Weit virulenter fällt da die Kritik der linksgerichteten Richtergewerkschaft Syndicat de la Magistrature aus. Sarkozy wolle einen "wahrhaftigen Polizeistaat" errichten und bediene sich dabei der klassischen Sündenböcke: "Big Brother weilt unter uns! Die von Chirac versprochene 'null Straflosigkeit' bedeutet, dass jeder Bürger Frankreichs ein potenzieller Straftäter ist. Die seit 1789 geltende Unschuldsvermutung wurde an den Nagel gehängt," entrüstet sich Ulrich Schalchli, Mitglied der Richtergewerkschaft, in einem Interview mit dem "Nouvel Observateur".

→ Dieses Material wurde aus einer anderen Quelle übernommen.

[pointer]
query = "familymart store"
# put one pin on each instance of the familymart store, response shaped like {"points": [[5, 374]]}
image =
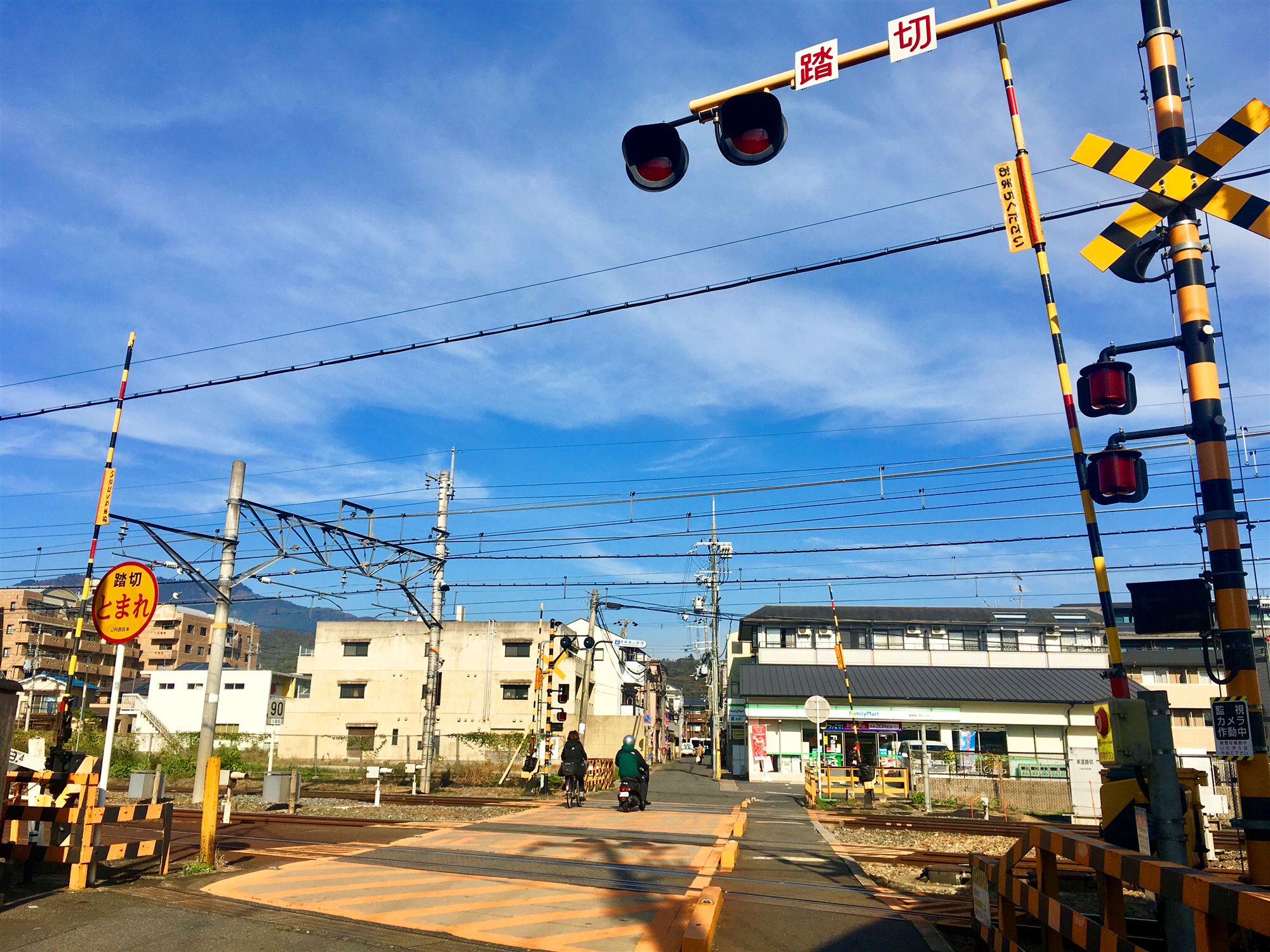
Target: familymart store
{"points": [[1027, 718]]}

Eben jene Unschuldsvermutung und die damit einhergehenden Garantien für verdächtigte Personen wurden diese Woche vom zweiten anhängigen Gesetzeswerk, dem Programmgesetz für die Justiz, das am Mittwoch im Ministerrat (http://www.elysee.fr/cgi-bin/auracom/aurweb/search/file?aur_file=communiques/CM020717.htm) präsentiert wurde, geschwächt. Die Voraussetzungen für die Verhängung einer provisorischen Inhaftierung sollen vereinfacht und deren maximale Dauer verlängert werden können. Vor allem aber soll dieses Gesetz wieder Ruhe und Ordnung in die "wilden Vorstädte" einkehren lassen, wie es Chirac im Wahlkampf versprochen hatte. Im Visier des Justizministers: Minderjährige und ihre Haftbarkeit in Strafprozeduren. Schon ab 10 Jahren soll die Verhängung von Sanktionen ermöglicht, ab 13 eine vorübergehende Inhaftierung vorgenommen werden können. Letztere droht, wenn der Jugendliche sich unerlaubterweise aus einer geschlossenen Erziehungsanstalt entfernt hat, deren Einrichtung ebenfalls von diesem Gesetzesprojekt vorgesehen wird.

Anfang August soll das Justizgesetz durchs Parlament und das LOPSI nach einer Prüfung durch den Senat endgültig abgesegnet werden. Den Franzosen steht offenbar noch ein heißer, politischer Sommer bevor.